There are lot of post on this subject. But none of them make clear to me how it works.

Data in SAP is maintained in Unicode format. But some external partners require the data to be converted into a different non-Unicode character set.

Example:

In SAP we have a character ß = C39F.

Our interface partner expects character set CP437. In this character set the code for character ß = E1.

So I expect SAP Unicode character C39F to be converted into character E1.

How to accomplish ?

Regards Jack

lo_xml            = cl_ixml=>create( ).
lo_encoding       = lo_xml->create_encoding( byte_order = 0 character_set = 'CP437' ).
lo_document       = lo_xml->create_document( ).
lo_stream_factory = lo_xml->create_stream_factory( ).
lo_stream         = lo_stream_factory->create_ostream_xstring( lv_data ).
lo_stream->set_encoding( lo_encoding ).
lo_renderer       = lo_xml->create_renderer( ostream = lo_stream document = lo_document  ).
lo_element        = lo_document->create_element_ns( `data` ).
lo_element->set_attribute_ns( name = 'attribute' value = `AAAAßßßß` ).
lo_document->append_child( lo_element ).
lo_renderer->render( ).

Sandra_Rossi · ‎11-02-2017

Your code is correct, but a few code pages are not fully described in table TCP00A (Relationship between standardized name and SAP code page number). For instance, it would work with code page "iso-8859-1".

To complete TCP00A, you may see an example with GB18030 in note 1901768 - code page undefined for gb18030 .

Go to transaction SCP. Enter code page 1107 (SAP code page for CP437).

Change the code page.

Add attribute H 0001 CP437 and SAVE.

Try your program again.

.

EDIT: the Eszett character is the Unicode character U+00DF. C39F is its code value in UTF-8. When you indicate an invalid or unknown encoding (in TCP00A), the encoding is ignored, so UTF-8 will be used with a rendering to an XSTRING variable.

Sandra_Rossi · ‎11-02-2017

Your code is correct, but a few code pages are not fully described in table TCP00A (Relationship between standardized name and SAP code page number). For instance, it would work with code page "iso-8859-1".

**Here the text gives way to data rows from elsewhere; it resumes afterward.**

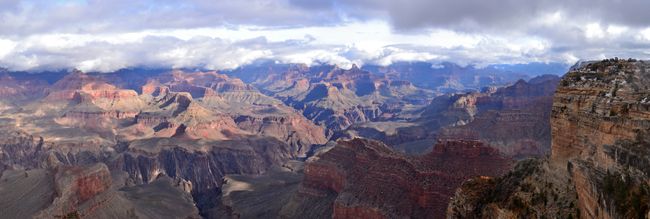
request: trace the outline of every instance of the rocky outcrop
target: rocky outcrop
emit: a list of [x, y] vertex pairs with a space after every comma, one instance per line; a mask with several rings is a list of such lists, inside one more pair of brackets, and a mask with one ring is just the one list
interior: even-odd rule
[[48, 145], [42, 137], [20, 131], [0, 133], [0, 176], [4, 170], [48, 167], [44, 161], [49, 155]]
[[55, 122], [111, 133], [118, 123], [132, 120], [146, 107], [134, 90], [120, 89], [103, 78], [75, 71], [54, 83], [46, 91], [42, 114], [56, 116]]
[[447, 218], [577, 217], [571, 177], [544, 160], [520, 161], [508, 174], [471, 179], [456, 191]]
[[171, 179], [116, 187], [111, 177], [103, 164], [9, 170], [0, 178], [2, 217], [199, 218], [189, 195]]
[[235, 118], [237, 126], [251, 133], [284, 140], [291, 145], [291, 151], [304, 157], [313, 145], [327, 142], [323, 128], [315, 126], [305, 117], [296, 114], [287, 116], [242, 115]]
[[46, 100], [49, 102], [72, 100], [78, 91], [115, 90], [116, 87], [99, 77], [93, 77], [79, 70], [58, 80], [46, 90]]
[[[54, 186], [58, 198], [56, 202], [78, 205], [111, 186], [111, 176], [104, 164], [95, 164], [87, 168], [59, 166], [54, 177]], [[65, 211], [61, 209], [61, 211]]]
[[191, 194], [204, 214], [220, 202], [226, 174], [262, 174], [292, 158], [287, 144], [274, 138], [236, 141], [144, 140], [129, 145], [127, 153], [111, 159], [111, 169], [125, 171], [136, 184], [147, 184], [160, 174], [191, 184]]
[[281, 213], [300, 215], [296, 211], [305, 207], [296, 203], [321, 199], [330, 200], [315, 207], [323, 218], [441, 217], [460, 183], [473, 176], [497, 176], [510, 163], [497, 150], [472, 141], [442, 142], [417, 157], [376, 141], [339, 141], [310, 158], [298, 193]]
[[[156, 218], [148, 211], [166, 207], [151, 206], [152, 203], [142, 199], [156, 195], [151, 192], [158, 189], [163, 190], [157, 191], [162, 194], [177, 191], [179, 194], [188, 193], [165, 196], [161, 200], [162, 204], [185, 206], [186, 211], [172, 212], [171, 215], [180, 213], [196, 216], [196, 204], [205, 216], [209, 216], [220, 203], [223, 176], [262, 174], [270, 167], [280, 166], [293, 158], [289, 145], [268, 137], [233, 141], [154, 138], [99, 149], [77, 146], [66, 150], [62, 146], [44, 143], [42, 139], [34, 140], [27, 135], [15, 134], [13, 138], [10, 137], [6, 136], [6, 143], [0, 145], [0, 161], [3, 166], [0, 176], [8, 173], [7, 176], [13, 177], [15, 171], [24, 168], [52, 172], [52, 179], [43, 179], [43, 183], [54, 182], [50, 187], [54, 191], [52, 199], [57, 201], [31, 213], [40, 212], [39, 217], [66, 214], [131, 217], [129, 215], [135, 214], [144, 218]], [[161, 177], [170, 179], [163, 180], [163, 183], [159, 182]], [[141, 193], [143, 190], [149, 192]], [[26, 195], [38, 196], [30, 191], [20, 191]], [[48, 191], [50, 190], [43, 192]], [[190, 198], [179, 200], [184, 197]], [[29, 201], [41, 203], [40, 200]], [[188, 201], [189, 206], [186, 205]], [[2, 201], [0, 205], [4, 206]], [[110, 210], [118, 206], [126, 207], [115, 209], [117, 212]]]
[[[642, 61], [611, 59], [582, 63], [563, 77], [553, 99], [551, 157], [543, 163], [548, 166], [547, 174], [530, 174], [533, 184], [538, 185], [550, 178], [567, 179], [548, 181], [547, 187], [565, 188], [560, 198], [549, 201], [551, 205], [561, 206], [575, 200], [575, 205], [569, 207], [576, 210], [560, 211], [559, 216], [647, 217], [650, 209], [647, 131], [650, 105], [646, 100], [650, 96], [649, 68]], [[547, 177], [549, 174], [556, 177]], [[471, 193], [460, 191], [456, 197], [465, 199]], [[512, 197], [494, 203], [503, 206], [504, 200]], [[545, 208], [529, 205], [526, 200], [532, 199], [522, 200], [525, 204], [522, 206], [533, 207], [526, 212], [514, 212], [511, 217], [546, 213]], [[495, 216], [495, 211], [484, 207], [490, 202], [478, 203], [473, 212]], [[463, 204], [454, 204], [450, 209], [459, 205]]]
[[190, 139], [227, 140], [248, 134], [239, 129], [229, 115], [203, 107], [189, 93], [170, 92], [155, 97], [150, 104], [153, 107], [136, 116], [136, 124], [129, 128], [131, 132], [125, 132], [125, 137], [184, 136]]

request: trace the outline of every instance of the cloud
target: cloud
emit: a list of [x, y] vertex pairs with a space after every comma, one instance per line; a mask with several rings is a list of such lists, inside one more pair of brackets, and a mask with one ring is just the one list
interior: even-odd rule
[[397, 29], [444, 27], [509, 30], [525, 28], [530, 21], [561, 12], [568, 19], [592, 20], [634, 27], [650, 25], [646, 0], [339, 0], [358, 17], [383, 14]]
[[0, 2], [0, 67], [645, 59], [649, 6], [647, 0], [7, 0]]
[[301, 3], [304, 1], [292, 2], [295, 4], [286, 0], [8, 1], [0, 4], [3, 6], [0, 35], [129, 32], [240, 24], [295, 27], [339, 21], [332, 10], [305, 10], [311, 6]]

To complete TCP00A, you may see an example with GB18030 in note 1901768 - code page undefined for gb18030 .

Go to transaction SCP. Enter code page 1107 (SAP code page for CP437).

Change the code page.

Add attribute H 0001 CP437 and SAVE.

Try your program again.

.

EDIT: the Eszett character is the Unicode character U+00DF. C39F is its code value in UTF-8. When you indicate an invalid or unknown encoding (in TCP00A), the encoding is ignored, so UTF-8 will be used with a rendering to an XSTRING variable.

jack_graus2 · ‎11-02-2017

That solves the problem.

That also explain to me the missing link between code page and character set.

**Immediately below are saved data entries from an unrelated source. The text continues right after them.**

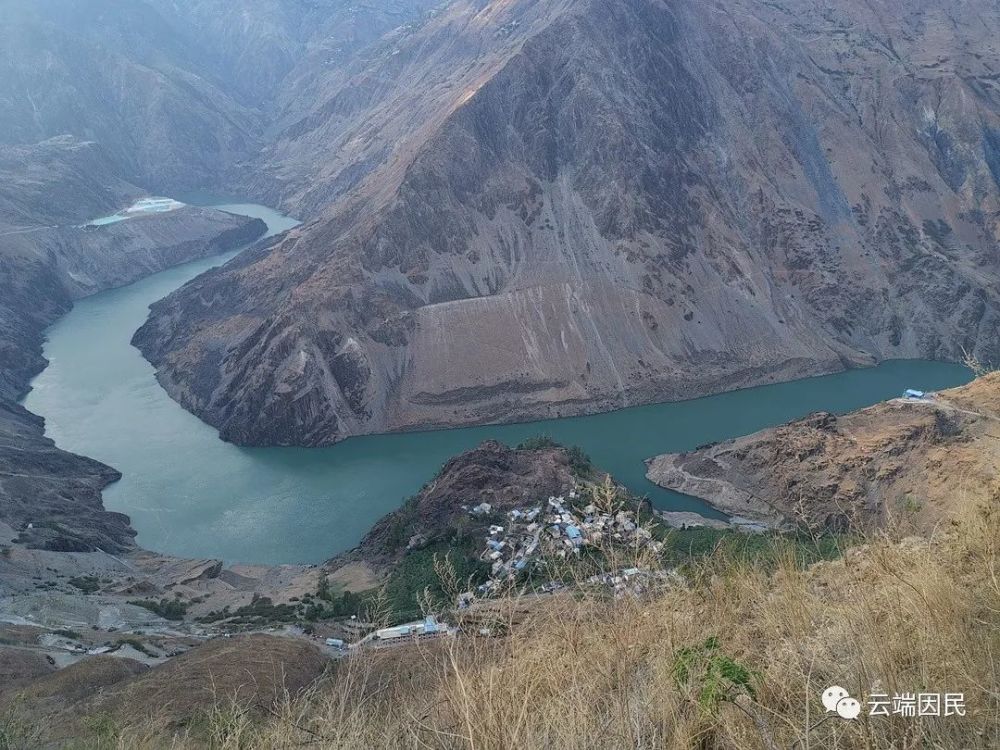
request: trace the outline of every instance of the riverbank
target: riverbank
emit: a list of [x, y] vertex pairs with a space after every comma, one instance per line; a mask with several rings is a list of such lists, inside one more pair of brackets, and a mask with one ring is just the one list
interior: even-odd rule
[[450, 458], [485, 440], [517, 445], [538, 435], [579, 446], [658, 509], [721, 519], [705, 503], [651, 483], [644, 461], [969, 377], [959, 365], [895, 361], [587, 417], [367, 436], [326, 448], [240, 448], [170, 399], [129, 343], [148, 305], [186, 278], [187, 269], [176, 269], [82, 303], [51, 330], [53, 365], [31, 396], [60, 445], [122, 471], [104, 499], [132, 518], [138, 543], [179, 557], [322, 562], [357, 545]]
[[[536, 710], [549, 710], [548, 693], [533, 692], [535, 680], [544, 676], [556, 683], [572, 680], [570, 694], [576, 697], [571, 710], [578, 712], [574, 727], [585, 725], [608, 700], [622, 710], [636, 701], [635, 706], [647, 708], [673, 706], [670, 710], [681, 712], [668, 722], [673, 731], [703, 736], [708, 719], [685, 719], [682, 707], [690, 700], [689, 688], [704, 694], [700, 681], [713, 678], [699, 671], [699, 665], [718, 655], [726, 664], [740, 665], [740, 670], [727, 671], [732, 684], [726, 683], [726, 695], [745, 693], [751, 700], [747, 706], [771, 701], [785, 712], [811, 710], [795, 703], [815, 697], [810, 684], [850, 680], [870, 692], [884, 684], [905, 687], [930, 674], [937, 681], [931, 688], [940, 682], [949, 690], [965, 691], [970, 706], [977, 706], [969, 714], [972, 733], [982, 736], [982, 728], [998, 714], [995, 702], [977, 691], [992, 684], [984, 680], [995, 675], [988, 660], [970, 661], [962, 654], [969, 644], [980, 651], [989, 647], [982, 640], [980, 605], [990, 596], [990, 584], [977, 570], [995, 562], [990, 545], [997, 533], [997, 495], [991, 487], [1000, 470], [993, 437], [1000, 420], [998, 394], [1000, 375], [991, 375], [926, 402], [883, 403], [838, 417], [833, 425], [829, 419], [792, 423], [764, 433], [770, 442], [758, 436], [760, 451], [751, 449], [748, 455], [786, 442], [789, 455], [801, 454], [801, 440], [773, 436], [833, 426], [844, 432], [840, 444], [856, 444], [868, 460], [845, 460], [847, 469], [891, 479], [891, 485], [868, 488], [870, 492], [893, 500], [890, 490], [913, 490], [909, 505], [899, 508], [907, 513], [894, 516], [893, 523], [873, 531], [854, 526], [861, 519], [852, 516], [851, 533], [842, 538], [822, 532], [747, 537], [713, 529], [657, 531], [643, 520], [644, 504], [631, 505], [633, 498], [601, 481], [600, 467], [586, 456], [537, 440], [518, 450], [487, 443], [456, 457], [418, 496], [376, 524], [354, 555], [320, 568], [227, 568], [219, 560], [176, 560], [144, 552], [119, 557], [18, 548], [5, 554], [5, 563], [0, 561], [0, 585], [4, 571], [26, 560], [25, 570], [35, 575], [22, 576], [20, 595], [0, 600], [7, 621], [0, 623], [0, 663], [7, 670], [0, 708], [14, 705], [11, 701], [20, 694], [23, 703], [18, 705], [30, 707], [33, 719], [44, 717], [44, 726], [35, 727], [33, 721], [16, 726], [34, 728], [39, 737], [88, 736], [93, 729], [81, 717], [99, 714], [112, 717], [105, 721], [112, 721], [116, 736], [128, 737], [132, 746], [152, 737], [154, 747], [179, 732], [181, 746], [190, 740], [196, 747], [205, 706], [225, 711], [238, 705], [248, 717], [244, 744], [270, 747], [277, 736], [275, 717], [295, 717], [291, 724], [277, 719], [286, 733], [289, 726], [304, 732], [303, 737], [331, 731], [337, 710], [330, 714], [317, 708], [328, 705], [322, 700], [295, 702], [299, 691], [309, 690], [312, 696], [331, 698], [334, 706], [362, 701], [365, 736], [377, 736], [385, 744], [411, 736], [412, 712], [426, 709], [414, 703], [415, 695], [428, 696], [436, 706], [463, 706], [471, 689], [479, 697], [470, 706], [495, 711], [499, 701], [500, 710], [508, 710], [502, 696], [488, 698], [493, 695], [484, 682], [489, 675], [489, 684], [502, 681], [503, 695], [520, 696], [518, 705], [530, 696]], [[912, 426], [893, 422], [893, 414], [910, 419]], [[890, 423], [889, 429], [865, 433], [879, 422]], [[870, 450], [873, 441], [880, 450]], [[810, 483], [827, 483], [815, 465], [824, 455], [843, 458], [824, 448], [790, 461], [787, 471], [775, 468], [776, 476], [809, 490], [802, 506], [819, 516], [828, 504]], [[951, 494], [941, 494], [944, 489]], [[556, 492], [560, 497], [546, 502], [545, 496]], [[816, 503], [811, 502], [814, 497]], [[526, 515], [536, 505], [544, 508], [539, 511], [544, 529], [532, 528], [537, 519]], [[574, 524], [585, 532], [580, 552], [573, 552]], [[528, 554], [530, 544], [522, 545], [532, 535], [540, 542], [535, 556]], [[636, 555], [634, 540], [640, 538], [647, 543]], [[499, 555], [495, 560], [494, 554]], [[517, 568], [519, 559], [527, 563], [523, 569]], [[486, 567], [472, 569], [467, 577], [470, 562]], [[356, 573], [359, 566], [375, 573], [360, 588], [376, 587], [379, 593], [349, 595], [349, 576], [341, 574]], [[476, 586], [480, 581], [485, 588]], [[471, 602], [461, 593], [469, 586]], [[223, 601], [230, 603], [224, 606]], [[352, 649], [349, 660], [339, 661], [344, 651], [336, 644], [341, 640], [357, 640], [380, 623], [419, 612], [421, 604], [446, 612], [449, 622], [458, 623], [458, 637], [402, 638], [391, 649]], [[809, 617], [800, 618], [802, 611]], [[760, 615], [748, 621], [747, 612]], [[350, 618], [355, 613], [357, 620]], [[769, 647], [761, 634], [770, 639]], [[942, 651], [943, 636], [961, 648]], [[328, 637], [334, 645], [325, 645]], [[907, 644], [905, 655], [893, 658], [890, 650], [887, 656], [885, 644], [891, 638]], [[789, 660], [789, 653], [801, 659]], [[656, 677], [676, 674], [682, 655], [690, 685]], [[550, 670], [553, 662], [556, 667]], [[283, 667], [276, 671], [278, 663]], [[873, 664], [879, 670], [874, 675]], [[609, 687], [598, 678], [608, 665], [625, 665], [621, 684]], [[275, 674], [281, 675], [278, 682]], [[372, 674], [380, 675], [375, 698], [367, 678], [355, 681]], [[460, 695], [454, 692], [456, 680], [464, 686]], [[423, 687], [415, 691], [414, 684]], [[220, 702], [212, 692], [219, 685], [237, 696], [237, 703]], [[283, 689], [291, 704], [281, 702]], [[164, 707], [165, 695], [177, 698]], [[763, 726], [769, 736], [793, 742], [812, 726], [803, 721], [796, 734], [771, 722], [771, 713], [763, 709], [758, 720], [746, 723], [745, 713], [727, 713], [726, 705], [720, 699], [710, 714], [711, 726], [730, 739], [763, 731]], [[137, 708], [141, 706], [145, 708]], [[405, 707], [402, 713], [399, 706]], [[558, 715], [566, 710], [561, 701]], [[704, 717], [702, 710], [697, 715]], [[142, 728], [134, 722], [137, 711], [146, 722]], [[373, 711], [379, 717], [377, 730], [367, 723]], [[250, 721], [250, 716], [256, 718]], [[586, 726], [601, 737], [607, 721]], [[947, 738], [972, 736], [963, 728], [969, 722], [927, 725], [925, 731], [947, 745]], [[546, 722], [551, 726], [552, 721]], [[647, 739], [662, 729], [655, 717], [629, 726]], [[897, 737], [894, 726], [887, 722], [878, 730], [880, 736], [887, 741]], [[341, 724], [337, 727], [344, 731]], [[535, 736], [541, 729], [528, 722], [522, 731]], [[538, 736], [552, 735], [546, 730]], [[822, 729], [809, 736], [829, 739]]]
[[[296, 224], [261, 206], [207, 203], [264, 220], [269, 235]], [[151, 304], [227, 257], [185, 264], [79, 301], [47, 331], [45, 355], [52, 364], [33, 381], [25, 402], [46, 418], [46, 433], [60, 448], [122, 473], [104, 490], [103, 501], [109, 511], [131, 518], [138, 544], [181, 558], [320, 563], [358, 544], [451, 457], [484, 440], [517, 445], [538, 435], [579, 446], [660, 510], [724, 520], [706, 503], [650, 482], [644, 461], [810, 411], [846, 412], [905, 387], [934, 389], [968, 379], [958, 365], [900, 360], [587, 417], [367, 436], [327, 448], [239, 448], [170, 399], [131, 344]]]
[[[47, 360], [46, 327], [80, 299], [166, 266], [252, 242], [260, 221], [199, 208], [84, 229], [45, 226], [4, 239], [0, 274], [0, 518], [24, 544], [52, 550], [121, 552], [135, 532], [105, 509], [101, 493], [120, 474], [68, 452], [43, 421], [17, 403]], [[40, 260], [42, 259], [42, 260]]]
[[751, 523], [815, 533], [929, 528], [1000, 473], [1000, 375], [829, 412], [648, 461], [650, 480]]
[[[982, 573], [997, 563], [1000, 497], [989, 484], [963, 491], [949, 523], [869, 536], [841, 559], [803, 565], [779, 540], [767, 564], [748, 565], [740, 548], [715, 545], [649, 589], [513, 593], [471, 613], [457, 638], [402, 639], [339, 663], [298, 636], [217, 638], [152, 669], [126, 644], [115, 652], [125, 658], [62, 673], [7, 646], [21, 676], [0, 685], [0, 708], [24, 709], [9, 724], [19, 739], [137, 748], [201, 748], [223, 734], [248, 748], [451, 746], [456, 726], [468, 747], [574, 747], [584, 734], [601, 746], [993, 747], [1000, 706], [983, 686], [997, 665], [981, 655], [1000, 623], [983, 607], [996, 591]], [[824, 721], [831, 684], [862, 705], [947, 690], [963, 714]]]
[[[219, 207], [234, 213], [259, 209]], [[144, 218], [143, 223], [156, 218]], [[269, 218], [269, 233], [278, 231], [281, 222], [294, 224], [287, 217]], [[302, 559], [304, 563], [352, 547], [381, 515], [414, 495], [433, 467], [484, 439], [499, 435], [516, 443], [541, 433], [568, 445], [582, 444], [602, 469], [630, 484], [633, 491], [653, 489], [641, 471], [642, 459], [654, 445], [702, 442], [720, 432], [739, 434], [747, 425], [770, 423], [786, 413], [794, 416], [796, 410], [811, 407], [817, 396], [832, 408], [849, 409], [859, 401], [898, 392], [901, 383], [931, 388], [965, 376], [960, 368], [940, 363], [889, 363], [828, 378], [572, 420], [386, 435], [312, 451], [245, 450], [219, 441], [210, 427], [167, 398], [151, 368], [128, 343], [150, 301], [225, 257], [186, 264], [90, 297], [49, 330], [46, 353], [52, 366], [36, 379], [28, 403], [45, 404], [40, 411], [48, 417], [47, 434], [60, 446], [94, 454], [125, 470], [124, 478], [105, 493], [108, 507], [140, 520], [136, 525], [142, 546], [175, 555], [131, 550], [130, 540], [121, 550], [102, 547], [103, 552], [56, 553], [9, 544], [0, 585], [11, 597], [5, 606], [12, 616], [49, 628], [96, 627], [94, 632], [111, 641], [114, 633], [128, 630], [179, 644], [210, 637], [220, 627], [229, 627], [225, 621], [233, 617], [258, 625], [294, 621], [304, 612], [302, 602], [314, 596], [326, 574], [338, 591], [370, 589], [392, 574], [380, 574], [367, 559], [348, 560], [326, 571], [309, 564], [277, 564], [293, 559], [287, 552], [290, 546], [301, 551], [314, 545], [315, 557]], [[109, 407], [111, 412], [102, 411]], [[87, 432], [95, 427], [102, 431], [96, 441], [94, 433]], [[188, 442], [174, 442], [178, 437]], [[126, 452], [119, 456], [118, 450]], [[132, 463], [129, 456], [145, 463]], [[171, 460], [164, 461], [164, 456]], [[303, 492], [302, 478], [315, 483], [316, 494]], [[384, 483], [386, 478], [396, 484]], [[477, 492], [498, 491], [496, 482], [484, 479], [479, 485]], [[331, 502], [335, 499], [331, 488], [349, 504], [338, 509]], [[213, 495], [228, 504], [213, 506]], [[99, 504], [99, 489], [95, 497]], [[288, 498], [311, 506], [309, 512], [302, 513], [303, 505], [290, 505]], [[366, 503], [368, 498], [378, 502]], [[704, 506], [677, 495], [654, 496], [654, 502], [704, 512]], [[202, 514], [207, 508], [209, 515], [177, 515], [192, 508]], [[213, 512], [218, 515], [213, 517]], [[338, 542], [331, 528], [344, 527], [348, 534]], [[357, 529], [354, 537], [352, 527]], [[37, 531], [42, 529], [51, 527], [40, 524]], [[34, 524], [31, 530], [36, 531]], [[156, 536], [150, 537], [151, 533]], [[178, 552], [175, 545], [198, 542], [199, 535], [205, 544], [201, 552]], [[270, 560], [260, 557], [268, 543], [274, 550]], [[220, 557], [273, 564], [227, 565]], [[408, 566], [403, 566], [406, 572], [400, 578], [404, 588], [413, 578]], [[420, 576], [428, 570], [422, 569]]]
[[[110, 205], [110, 204], [101, 204]], [[108, 510], [102, 492], [121, 473], [106, 463], [67, 450], [58, 425], [46, 424], [14, 400], [27, 392], [28, 406], [44, 377], [29, 391], [28, 378], [48, 361], [42, 342], [59, 316], [102, 290], [114, 294], [139, 277], [173, 267], [201, 268], [295, 222], [261, 207], [172, 206], [129, 221], [84, 227], [36, 227], [4, 247], [14, 263], [34, 264], [34, 275], [0, 277], [0, 342], [5, 366], [0, 378], [0, 599], [7, 622], [34, 627], [85, 628], [109, 635], [121, 629], [151, 628], [177, 634], [177, 623], [129, 604], [152, 592], [175, 592], [209, 581], [200, 596], [213, 605], [239, 607], [273, 588], [295, 588], [305, 568], [224, 571], [215, 561], [172, 558], [136, 547], [127, 515]], [[232, 208], [234, 210], [225, 210]], [[75, 217], [73, 217], [75, 219]], [[38, 266], [37, 257], [48, 265]], [[14, 286], [11, 286], [14, 284]], [[58, 322], [56, 323], [58, 325]], [[85, 349], [91, 341], [80, 342]], [[38, 350], [38, 354], [32, 354]], [[90, 349], [93, 356], [100, 353]], [[11, 353], [10, 357], [6, 355]], [[46, 352], [49, 359], [51, 353]], [[51, 366], [51, 362], [49, 363]], [[44, 370], [46, 372], [48, 370]], [[113, 373], [108, 377], [114, 378]], [[53, 394], [56, 398], [59, 393]], [[142, 436], [136, 436], [142, 442]], [[163, 456], [161, 456], [163, 459]], [[225, 573], [225, 576], [223, 576]], [[309, 585], [315, 588], [315, 581]], [[308, 586], [307, 586], [308, 587]], [[88, 598], [91, 593], [99, 596]], [[194, 595], [189, 595], [191, 598]], [[190, 634], [194, 634], [191, 630]], [[77, 653], [78, 650], [71, 650]]]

Most characters are now correctly converted into the destination character set. Characters that are missing are converted into the missing conversion character which is '#' by default. That is all fine.

A next conversion in the 'nice to have category' would be a conversion of character Ë. Character Ë is not available in the destination character set. So it gets converted into #. Nice to have is to have it converted into E. Do you know this is possible ?

Thanks and regards

Sandra_Rossi · ‎04-29-2019

Sorry I missed your question (please use Comment instead of Answer so that I'm automatically informed, or copy/paste my name).

Yes it's possible with SCP, but it may be a little bit complex if you're not used to work with code pages. Another solution is to first replace the accentuated characters with the function module SCP_REPLACE_STRANGE_CHARS, then do the code page conversion.